Applications, Limitations, and Responsible Use
Seamless is designed for a variety of cross-lingual communication scenarios. Use cases include:
Real-time voice and video calling, whereby participants receive live, expressive translation with minimal delay, according to information on the Meta AI Blog.
Augmented reality and virtual environments, supporting multilingual conversations for collaborative or educational contexts.
Integration into wearable devices for immediate, on-the-go translation or live captioning.
Passive content consumption, such as automatic translation of podcasts, lectures, or dubbing for multilingual multimedia production.
Despite these capabilities, several limitations are recognized. The models may demonstrate variable performance depending on language, speaker accent, or resource availability, particularly for low-resource languages, as discussed in the research paper. Expressivity modules can result in reduced sound quality in noisy conditions. The models are trained on general-domain data and may be less suited for domain-specific or long-form translation tasks. Bias in outputs and the potential for toxic or misleading content remains a concern, despite mitigation strategies. Responsible use encompasses awareness of possible misuse for voice duplication or deepfake attacks; watermarking mechanisms are provided for detection.
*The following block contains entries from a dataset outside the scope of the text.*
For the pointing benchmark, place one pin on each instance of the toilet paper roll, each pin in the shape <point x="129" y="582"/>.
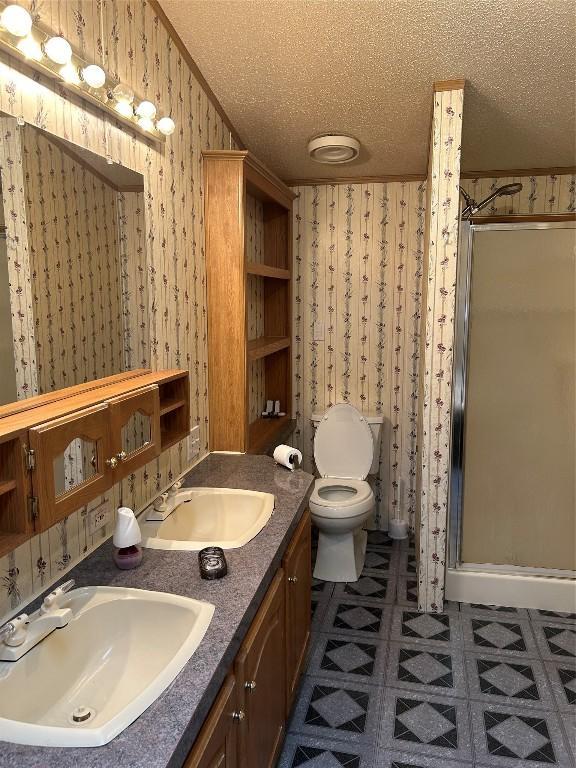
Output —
<point x="287" y="456"/>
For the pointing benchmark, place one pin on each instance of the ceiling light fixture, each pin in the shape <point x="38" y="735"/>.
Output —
<point x="333" y="149"/>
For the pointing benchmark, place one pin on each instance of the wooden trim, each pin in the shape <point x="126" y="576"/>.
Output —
<point x="390" y="179"/>
<point x="449" y="85"/>
<point x="569" y="170"/>
<point x="543" y="217"/>
<point x="67" y="150"/>
<point x="38" y="401"/>
<point x="185" y="53"/>
<point x="67" y="403"/>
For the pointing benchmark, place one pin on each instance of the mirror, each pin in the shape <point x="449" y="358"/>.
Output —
<point x="73" y="276"/>
<point x="136" y="433"/>
<point x="75" y="466"/>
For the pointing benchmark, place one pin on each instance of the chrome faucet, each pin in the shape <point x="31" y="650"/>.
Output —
<point x="21" y="634"/>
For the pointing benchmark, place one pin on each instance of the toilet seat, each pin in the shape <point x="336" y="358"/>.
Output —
<point x="353" y="505"/>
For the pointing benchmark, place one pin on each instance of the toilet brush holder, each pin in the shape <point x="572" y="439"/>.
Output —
<point x="398" y="529"/>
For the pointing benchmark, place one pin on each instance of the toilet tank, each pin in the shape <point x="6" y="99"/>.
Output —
<point x="374" y="421"/>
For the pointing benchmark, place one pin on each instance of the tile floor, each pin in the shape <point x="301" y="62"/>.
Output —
<point x="387" y="687"/>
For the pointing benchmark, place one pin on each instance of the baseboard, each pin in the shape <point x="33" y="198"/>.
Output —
<point x="517" y="591"/>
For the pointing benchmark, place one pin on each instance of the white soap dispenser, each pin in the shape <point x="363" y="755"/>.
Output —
<point x="127" y="537"/>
Seamless and its models use a combination of the CC-BY-NC 4.0 license and custom research licenses, reflecting their intended scope for academic and non-commercial research.
Release Timeline, Comparison, and Resources
SeamlessM4T was first released in August 2023, followed by the introduction of SeamlessM4T v2, SeamlessExpressive, SeamlessStreaming, and the unified Seamless model in November 2023, as detailed on the Meta AI Blog. Compared to prior approaches, Seamless differs from cascaded translation systems by employing a unified architecture, which can speed inference and reduce compound errors. The PRETSSEL model used in SeamlessExpressive is characterized by its efficiency compared to previous models like Unit Voicebox, exhibiting lower computational demand and faster synthesis, as described in the research paper.